DataManagers¶
Overview¶
skater contains an abstraction for data, the DataManager. The DataManager is initialized with some data, and optionally some feature names and indexes. One created, the DataManager offers a generate_samples method, which includes options for several sampling algorithms. Any and all updates for handling, accessing, manipulating, saving, and loading data will be handled by the DataManager to ensure isolation from the rest of the code base.
Currently, skater supports numpy ndarrays and pandas dataframes, with plans on supporting sparse arrays in future versions.
1 2 3 4 5 6 7 8 9 10 11 12 13 14 | from sklearn.datasets import load_breast_cancer
from sklearn.ensemble import GradientBoostedClassifier
breast_cancer = load_breast_cancer()
X = breast_cancer.data
y = breast_cancer.target
features = breast_cancer.feature_names
from skater.data import DataManager
data = DataManager(X, feature_names = features)
data.generate_sample(n, strategy='random-choice')
data.generate_grid(['CRIM', 'ZN'], grid_resolution=100)
|
API¶
-
DataManager.
__init__
(X, y=None, feature_names=None, index=None, log_level=30)¶ The abstraction around using, accessing, sampling data for interpretation purposes. Used by interpretation objects to grab data, collect samples, and handle feature names and row indices.
Parameters: - X: 1D/2D numpy array, or pandas DataFrame
raw data
- y: 1D/2D numpy array, or pandas DataFrame
ground truth labels for X
- feature_names: iterable of feature names
Optional keyword containing names of features.
- index: iterable of row names
Optional keyword containing names of indexes (rows).
-
DataManager.
generate_sample
(sample=True, include_y=False, strategy='random-choice', n_samples=1000, replace=True, bin_count=50)¶ Method for generating data from the dataset.
Parameters: - sample : boolean
If False, we’ll take the full dataset, otherwise we’ll sample.
include_y: boolean (default=False)
- strategy: string (default=’random-choice’)
Supported strategy types ‘random-choice’, ‘uniform-from-percentile’, ‘uniform-over-similarity-ranks’
- n_samples : int (default=1000)
Specifies the number of samples to return. Only implemented if strategy is “random-choice”.
- replace : boolean (default=True)
Bool for sampling with or without replacement
- bin_count : int
If strategy is “uniform-over-similarity-ranks”, then this is the number of samples to take from each discrete rank.
-
DataManager.
generate_grid
(feature_ids, grid_resolution=100, grid_range=(0.05, 0.95))¶ Generates a grid of values on which to compute pdp. For each feature xi, for value yj of xi, we will fix xi = yj for every observation in X.
Parameters: - feature_ids(list):
Feature names for which we’ll generate a grid. Must be contained by self.feature_ids
- grid_resolution(int):
The number of unique values to choose for each feature.
- grid_range(tuple):
The percentile bounds of the grid. For instance, (.05, .95) corresponds to the 5th and 95th percentiles, respectively.

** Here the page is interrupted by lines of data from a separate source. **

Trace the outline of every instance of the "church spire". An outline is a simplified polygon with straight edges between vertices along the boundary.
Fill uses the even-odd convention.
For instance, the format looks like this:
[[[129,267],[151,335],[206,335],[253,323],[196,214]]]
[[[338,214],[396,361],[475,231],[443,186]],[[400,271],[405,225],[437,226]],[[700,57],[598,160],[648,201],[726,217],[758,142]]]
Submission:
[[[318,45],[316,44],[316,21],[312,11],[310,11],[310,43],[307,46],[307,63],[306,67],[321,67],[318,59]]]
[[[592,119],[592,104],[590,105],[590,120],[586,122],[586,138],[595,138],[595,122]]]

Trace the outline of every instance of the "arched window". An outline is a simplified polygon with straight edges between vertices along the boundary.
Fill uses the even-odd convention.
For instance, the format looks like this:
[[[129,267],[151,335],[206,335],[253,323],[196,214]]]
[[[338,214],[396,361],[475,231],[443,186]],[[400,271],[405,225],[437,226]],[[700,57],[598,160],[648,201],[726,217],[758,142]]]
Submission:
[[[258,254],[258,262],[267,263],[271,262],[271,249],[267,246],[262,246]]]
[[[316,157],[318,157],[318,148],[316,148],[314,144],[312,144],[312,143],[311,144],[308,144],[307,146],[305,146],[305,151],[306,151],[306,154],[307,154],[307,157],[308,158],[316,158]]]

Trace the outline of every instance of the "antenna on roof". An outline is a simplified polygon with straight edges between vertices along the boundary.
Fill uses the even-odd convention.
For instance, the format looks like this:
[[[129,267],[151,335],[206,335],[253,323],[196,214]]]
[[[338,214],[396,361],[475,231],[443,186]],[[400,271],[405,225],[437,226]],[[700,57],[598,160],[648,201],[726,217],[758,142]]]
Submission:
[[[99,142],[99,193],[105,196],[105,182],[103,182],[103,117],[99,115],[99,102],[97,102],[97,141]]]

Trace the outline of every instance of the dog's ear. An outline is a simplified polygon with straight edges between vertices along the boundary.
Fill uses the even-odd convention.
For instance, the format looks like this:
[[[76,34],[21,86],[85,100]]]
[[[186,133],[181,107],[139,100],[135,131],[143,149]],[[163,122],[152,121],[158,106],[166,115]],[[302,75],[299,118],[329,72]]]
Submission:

Returns: - grid(numpy.ndarray): There are as many rows as there are feature_ids
There are as many columns as specified by grid_resolution
-
DataManager.
generate_column_sample
(feature_id, *args, **kwargs)¶ Sample a single feature from the data set.
Parameters: - feature_id: hashable
name of the feature to sample. If no feature names were passed, then the features are accessible via their column index.